LAWS(BOM)-1981-9-20

BOMBAY PRINTERS LIMITED Vs. COMMISSIONER OF INCOME TAX

Decided On September 25, 1981
Bombay Printers Limited Appellant
V/S
COMMISSIONER OF INCOME TAX Respondents

JUDGEMENT

(1.) THREE questions are referred to us at the instance of the assessee by the Income -tax Appellate Tribunal, Bombay Bench 'C'. They are as follow : '(1) Whether, on the facts and in the circumstances of the case, the assessee -company was one in which the public are not substantially interested within the meaning of Explanation 1 to section 23A(1) of the Indian Income -tax Act, 1922, as it then stood ? (2) If the answer to question No. 1 is in the affirmative, whether, on the facts and in the circumstances of the case, and considering the profits available for distribution, the provisions of section 23A(1) of the Indian Income -tax Act, 1922, were rightly applied in the assessee's case ? (3) Whether the order under section 23A(1) of the Indian Income -tax Act 1922, is vitiated by the fact that it was passed after completing the regular assessment on the assessee -company without issue of notice under section 34 of the said Act ?'

(2.) THE point in controversy relates to the application of s. 23A of the Indian I.T. Act, 1922, to the assessee -company. The ITO passed orders under s. 23A(1) in the assessee -company's case for the four assessment years 1956 -57, 1957 -58, 1959 -60 and 1960 -61. The matter ultimately came before the Tribunal, and in its consolidated order in I.T.A. Nos. 15452 to 15455 of 1963 -64, the Tribunal did not uphold the application of s. 23A(1) for the first three years but upheld it for the last year 1960 -61. It is this decision which is impugned in the question.
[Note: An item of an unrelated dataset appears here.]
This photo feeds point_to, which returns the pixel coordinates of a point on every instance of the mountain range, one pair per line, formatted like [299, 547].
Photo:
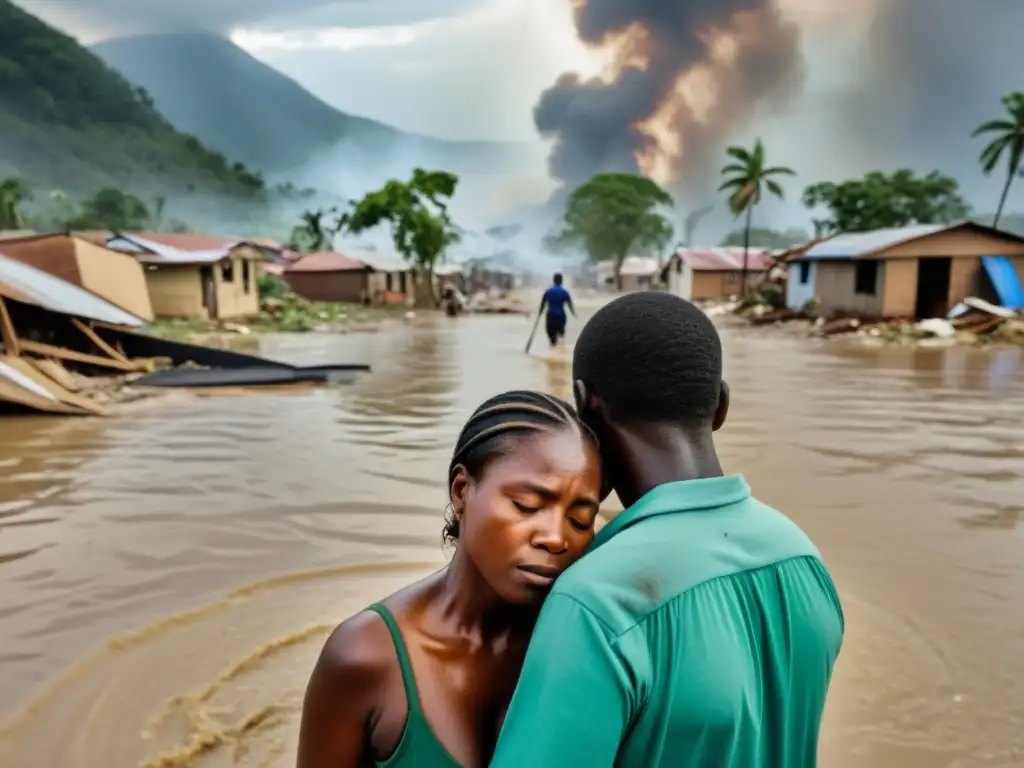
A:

(3.) THE assessee took the matter before the AAC. It was contended in the first place that s. 23A of the Indian I.T. Act, 1922, was not applicable. The AAC, however, rejected the submissions of the assessee and upheld the conclusion of the ITO, namely, that the assessee was a company to which the provisions of s. 23A are technically applicable. In discussion the merits, the AAC upheld the application of the provisions contained in s. 23A, although he was satisfied that by not declaring dividend the assessee -company was not seeking to avoid tax. In his view, the circumstances clearly indicated that the shareholders concerned had formed the assessee -company was not with a view to earn profits. He concluded further that there was no attempt at avoidance of super -tax liability. Nevertheless, according to him, these aspects were irrelevant and the only criterion was whether the assessee -company had commercial profits for declaring dividends. As stated earlier, the matter was carried to the Tribunal, which found in favour of the assessee for the earlier three years but upheld the order of the IT for the last year with which we are concerned in this reference.